So what does an organically grown, sustainable farm look like? For Slezak and Hellen, it's a carefully orchestrated collection of parts and pieces made usable only through trial and error. In order to succeed as a start-up farm against such odds, a business has to be creative with its land use. In the case of Free Union Grass Farm, the result is a patchy network of different fields separated by roads and property lines. Like Timbercreek, Hellen and Slezak's operation relies heavily on rotation, both out of necessity and ideology. Hellen finds that the topographic layout of the property makes some areas better suited for cattle, others for chickens. Rotation at Free Union Grass Farm looks like daily movement of cows and chickens every two to four days. She laughingly tells a story of school buses waiting for Hellen and Slezak to herd cows across the road from one part of the farm to the next. She acknowledges, “It's all dependent on various factors, but every animal feeds every part of the farm at some point during the year.”

Whether it's crop rotation, biomimicry or permaculture, young farmers like the Millers or Joel Slezak and Erica Hellen rely more on ideologies rather than physical accessories. There's no mention of pesticides, hormones, paid workers or other common topics that pertain to modern industrialized farming when talking to these farmers. While pasture pens take work to build, as does raising and processing ducks or cattle, these start-up farmers seem content, if not glad, to do the work themselves, relying on a spare hand or two lent by interns or visiting family. Books seem to be a major resource, as both farms rattle off several titles that have immensely helped their operation. These are small farms, capable of being run by two or three hardworking individuals whose excitement and interest help overcome hardships, long hours and insecure pacts with local wildlife.

Yet there are operations even more compact than Timbercreek Organics or Free Union Grass Farm, farms that still impact and shape the agricultural landscape of central Virginia in integral ways.
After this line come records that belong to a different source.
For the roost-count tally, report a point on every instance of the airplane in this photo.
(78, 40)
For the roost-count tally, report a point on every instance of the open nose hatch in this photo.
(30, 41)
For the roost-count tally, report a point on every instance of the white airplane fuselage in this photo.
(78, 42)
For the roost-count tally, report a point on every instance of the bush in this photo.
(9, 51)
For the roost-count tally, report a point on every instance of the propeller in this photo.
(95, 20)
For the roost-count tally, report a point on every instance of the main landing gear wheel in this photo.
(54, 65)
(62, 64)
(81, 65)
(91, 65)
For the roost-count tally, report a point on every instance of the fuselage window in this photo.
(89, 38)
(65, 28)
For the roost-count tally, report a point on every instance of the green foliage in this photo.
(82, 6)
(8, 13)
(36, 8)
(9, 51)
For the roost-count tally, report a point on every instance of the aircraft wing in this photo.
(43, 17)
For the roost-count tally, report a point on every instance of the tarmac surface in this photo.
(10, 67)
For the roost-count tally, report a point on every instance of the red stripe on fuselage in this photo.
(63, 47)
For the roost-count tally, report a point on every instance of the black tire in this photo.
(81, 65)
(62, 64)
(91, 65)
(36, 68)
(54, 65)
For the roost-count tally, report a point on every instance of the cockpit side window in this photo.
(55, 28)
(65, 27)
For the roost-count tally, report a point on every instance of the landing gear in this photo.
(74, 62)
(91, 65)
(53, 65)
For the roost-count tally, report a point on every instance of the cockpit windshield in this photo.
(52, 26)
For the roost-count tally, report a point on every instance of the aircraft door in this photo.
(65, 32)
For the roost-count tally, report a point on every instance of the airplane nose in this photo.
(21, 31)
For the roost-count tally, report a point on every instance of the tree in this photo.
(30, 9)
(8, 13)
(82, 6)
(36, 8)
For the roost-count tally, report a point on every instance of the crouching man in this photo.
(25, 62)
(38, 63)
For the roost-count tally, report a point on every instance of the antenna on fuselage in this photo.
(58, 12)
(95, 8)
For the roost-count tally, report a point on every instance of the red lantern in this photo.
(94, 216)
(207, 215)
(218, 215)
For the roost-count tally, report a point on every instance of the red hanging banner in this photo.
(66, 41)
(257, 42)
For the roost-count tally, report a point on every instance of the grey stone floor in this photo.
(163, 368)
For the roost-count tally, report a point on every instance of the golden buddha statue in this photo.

An even smaller variety of small farmers, homesteaders have begun to appear with more frequency in and around Charlottesville and Albermarle, sometimes right in the backyard of downtown houses. These operations are often family-focused as well and perhaps even more ideologically motivated than other small farms. The goal of the homesteader is to produce wholesome food in a small-scale manner, seeking to avoid the chemicals and corporate overtones of big box stores. Zach Miller finds that part of the community appeal of Timbercreek lies in its adaptability to an even smaller scale of production. Zach notes, “There's been lately interest in homesteaders…our techniques can be scaled down to a couple acres.” Whether it's a couple acres or several yards in one's backyard, homesteading has become a viable option for those interested in creating an alternate food lifestyle without depending on agriculture for their livelihood.